If baby teeth are lost too early, the other teeth can drift out of their position and invade the empty space. This might cause permanent teeth to come in crooked or unable to erupt into the gum, which leads to malocclusion.

Children suck on things because sucking is one of a baby’s natural reflexes and as infants get older it serves many purposes. Since thumbsucking is relaxing, it may help induce sleep. After the permanent teeth come in, sucking may cause problems with the proper growth of the mouth and alignment of the teeth. It can also cause changes in the roof of the mouth. Some aggressive thumbsucking may cause problems with the baby (primary) teeth. It can also cause changes in the roof of the mouth.

Pacifiers can affect the teeth essentially the same ways as sucking fingers and thumbs. However, it is often an easier habit to break.

Praise children for not sucking, instead of scolding them when they are.

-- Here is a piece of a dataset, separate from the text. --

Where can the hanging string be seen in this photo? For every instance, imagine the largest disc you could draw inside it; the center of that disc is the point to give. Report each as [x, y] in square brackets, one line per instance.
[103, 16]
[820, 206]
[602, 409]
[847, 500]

  • Children often suck their thumbs when feeling insecure or needing comfort. Focus on correcting the cause of the anxiety and provide comfort to your child.
  • For an older child, involve him or her in choosing the method of stopping.
  • Your dentist can offer encouragement to a child and explain what could happen to their teeth if they do not stop sucking.
  • If the above tips don’t work, remind the child of their habit by bandaging the thumb or putting a sock on the hand at night. Your dentist or pediatrician may prescribe a bitter medication to coat the thumb or the use of a mouth appliance.

    Preventive Dentistry
    Preventive dentistry is perhaps the singularly most important role the pediatric dentist can play in your child’s life. Beginning dental visits early is the key to success, as it helps and assists us in recognizing and warding off potential problems before they become serious. Child should be thoroughly examined to detect any potential problem areas, diet counseling, and if necessary, fluoride recommendations by the dentist.

    Dental care – common conditions – 0 to 5 years
    Mouth ulcers affect 20 per cent of the population. The natural healing takes one or two weeks. In the event these are painful and accompanied by fever, consult the dentist/doctor. Meanwhile, citrus in all forms should be avoided; take less salty foods; and apply topical anaesthetic.